I’ve been on a bit of a deep dive with my reading at the moment, burrowing into things and not quite coming up for air until they’re done. Normally I’d think about reviewing them the moment that I finish (for they are good, good) and normally I do that, but sometimes I want more. I need to figure out how I feel about something, I need to understand why I’ve reacted to it in the way that I have, and that more takes time.
When we read a book, when we finish it, we have a moment of time right there. The glory of it. The crisp final moment of satisfaction. The page turned, the cover closed. The tangible thingness of it. We have read. The book is done. The event is closed, the circle complete, and we move onto the next.
But that’s never it, right? A reading isn’t a static thing, nor is it a finite thing. We read the book and the act of reading might end and all the pages might be turned but the reading itself – that interpretation of the text – that lingers. And sometimes you don’t know that it’s there until it’s all about you. Something in the air. A texture. A taste. A transformation. The world before isn’t the world that it is now, and even this nowness is becoming something else the more you look at it.
I don’t remember a lot of the books I read. Is that an awful thing to write? I wonder, sometimes, but that’s the truth. I read a lot of books and once they’re done, they’re done. I remember fragments, sensations and textures about them, but the plot? Precisions? I’d be nearer flying.
But the books I read remember me.
They linger insider, they hold a space in the world, and every now and then they reach out of memory to become something present. There’s a sense of the reading becoming friable then, something that holds weight and body and precision on the slenderest of edges before it crumbles away into nothing. Books remaking themselves and making themselves known, briefly, beautifully, a memory marking the world with its immediacy.
Do not forget me, let me live again.
And sometimes I don’t know what that sensation is until I let myself go, let it in. Reading can be about control, so much about that. We’re taught to read precisely, to follow letters, to obey the ink and understand its meaning, but letting it go, letting the rules fly by, there’s a decision that interests me. What happens when you read? What happens when you choose not to read? Can one read but not read, can one experience a book and allow different modes of being, of experience?

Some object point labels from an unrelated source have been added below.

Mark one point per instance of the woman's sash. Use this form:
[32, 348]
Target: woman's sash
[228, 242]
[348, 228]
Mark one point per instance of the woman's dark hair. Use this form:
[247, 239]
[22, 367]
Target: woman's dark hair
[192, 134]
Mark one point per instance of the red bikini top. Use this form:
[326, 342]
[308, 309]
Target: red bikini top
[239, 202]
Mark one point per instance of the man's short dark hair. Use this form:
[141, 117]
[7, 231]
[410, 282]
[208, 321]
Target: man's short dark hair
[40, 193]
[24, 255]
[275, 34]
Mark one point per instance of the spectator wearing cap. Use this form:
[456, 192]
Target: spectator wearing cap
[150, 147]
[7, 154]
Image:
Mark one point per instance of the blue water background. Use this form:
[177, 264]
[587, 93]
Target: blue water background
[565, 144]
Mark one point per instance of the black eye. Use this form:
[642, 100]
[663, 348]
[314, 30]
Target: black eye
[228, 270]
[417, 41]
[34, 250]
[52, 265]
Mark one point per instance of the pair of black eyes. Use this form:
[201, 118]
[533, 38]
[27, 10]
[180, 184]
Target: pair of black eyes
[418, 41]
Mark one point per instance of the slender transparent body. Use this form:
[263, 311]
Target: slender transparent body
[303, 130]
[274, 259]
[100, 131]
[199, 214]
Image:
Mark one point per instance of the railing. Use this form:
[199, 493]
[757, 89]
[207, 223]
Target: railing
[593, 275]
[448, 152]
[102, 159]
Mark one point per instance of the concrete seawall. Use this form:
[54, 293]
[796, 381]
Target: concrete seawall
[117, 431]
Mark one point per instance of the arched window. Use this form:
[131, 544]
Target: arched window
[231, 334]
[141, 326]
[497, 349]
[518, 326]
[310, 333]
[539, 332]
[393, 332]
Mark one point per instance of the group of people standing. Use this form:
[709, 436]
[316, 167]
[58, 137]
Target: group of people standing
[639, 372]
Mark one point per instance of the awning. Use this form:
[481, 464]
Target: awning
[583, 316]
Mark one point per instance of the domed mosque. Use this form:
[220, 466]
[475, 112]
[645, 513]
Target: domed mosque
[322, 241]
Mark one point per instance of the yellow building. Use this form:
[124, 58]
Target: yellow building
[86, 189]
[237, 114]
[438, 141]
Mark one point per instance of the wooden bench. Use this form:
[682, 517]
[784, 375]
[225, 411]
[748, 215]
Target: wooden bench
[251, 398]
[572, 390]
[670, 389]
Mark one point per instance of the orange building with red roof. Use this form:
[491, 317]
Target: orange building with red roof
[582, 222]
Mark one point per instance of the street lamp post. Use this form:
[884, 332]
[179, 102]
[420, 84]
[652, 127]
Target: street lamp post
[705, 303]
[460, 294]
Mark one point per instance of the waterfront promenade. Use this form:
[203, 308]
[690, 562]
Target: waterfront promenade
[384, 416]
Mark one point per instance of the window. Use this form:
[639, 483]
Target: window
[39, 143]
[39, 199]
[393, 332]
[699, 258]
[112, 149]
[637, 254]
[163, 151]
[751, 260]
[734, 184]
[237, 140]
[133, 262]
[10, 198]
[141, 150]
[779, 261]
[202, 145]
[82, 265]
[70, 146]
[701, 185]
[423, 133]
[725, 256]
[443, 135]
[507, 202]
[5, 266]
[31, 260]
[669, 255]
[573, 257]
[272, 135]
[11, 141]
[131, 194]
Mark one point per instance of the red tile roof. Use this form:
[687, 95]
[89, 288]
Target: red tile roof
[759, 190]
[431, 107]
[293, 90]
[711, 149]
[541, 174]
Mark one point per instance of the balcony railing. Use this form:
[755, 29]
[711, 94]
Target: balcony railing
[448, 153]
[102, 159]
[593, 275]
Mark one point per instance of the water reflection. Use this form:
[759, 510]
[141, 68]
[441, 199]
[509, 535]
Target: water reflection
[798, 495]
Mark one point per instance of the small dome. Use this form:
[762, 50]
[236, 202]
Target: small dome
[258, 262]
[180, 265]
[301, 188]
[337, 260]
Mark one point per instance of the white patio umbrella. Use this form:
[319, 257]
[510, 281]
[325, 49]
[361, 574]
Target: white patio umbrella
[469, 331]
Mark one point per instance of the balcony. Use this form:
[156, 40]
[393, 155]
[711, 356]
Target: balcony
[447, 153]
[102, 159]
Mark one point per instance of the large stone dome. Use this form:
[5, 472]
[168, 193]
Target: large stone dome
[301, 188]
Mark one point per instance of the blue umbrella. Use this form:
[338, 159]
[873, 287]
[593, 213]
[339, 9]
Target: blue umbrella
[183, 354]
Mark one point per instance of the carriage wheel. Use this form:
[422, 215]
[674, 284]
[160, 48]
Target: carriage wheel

This is Louise Rosenblatt, this is transactional / aesthetic readings, this is reader response theory 101, and yet it is also not. It is, perhaps, the first few chapters of Piranesi by Susanna Clarke, a book that I reviewed and tried to capture and yet, came nowhere near to doing so. The act of a review, with all the rhetoric such a device involves, can sometimes sit difficulty against a book so furiously distinct at this. I have not stopped thinking about it and what those first few chapters demand of the reader. They are stiff, they are other and I wonder if perhaps, the way to read Piranesi all along was to let go.
And by this, I mean a thousand things. To let go is to let things not make sense. It is to keep going, to cut a path through things that can’t be seen or understood, and to simply experience what the text is. The weight of it. The feel of it. The shape of it. To let that happen and then to kind of wilfully stop yourself from putting two and two together, from deducing, from tying thread to thread.
I felt myself doing it when I read Piranesi for the first time. I felt myself trying to rationalise the strangeness of it, to find a way for it to make sense, and it is only now that I think that’s starting to happen. I needed to let go, to read for what there was there and to experience that.
Strangeness can be strange, pages can be impenetrable, and you can simply just be, I think, just be. The eye of the storm, the reader, the wind – everything.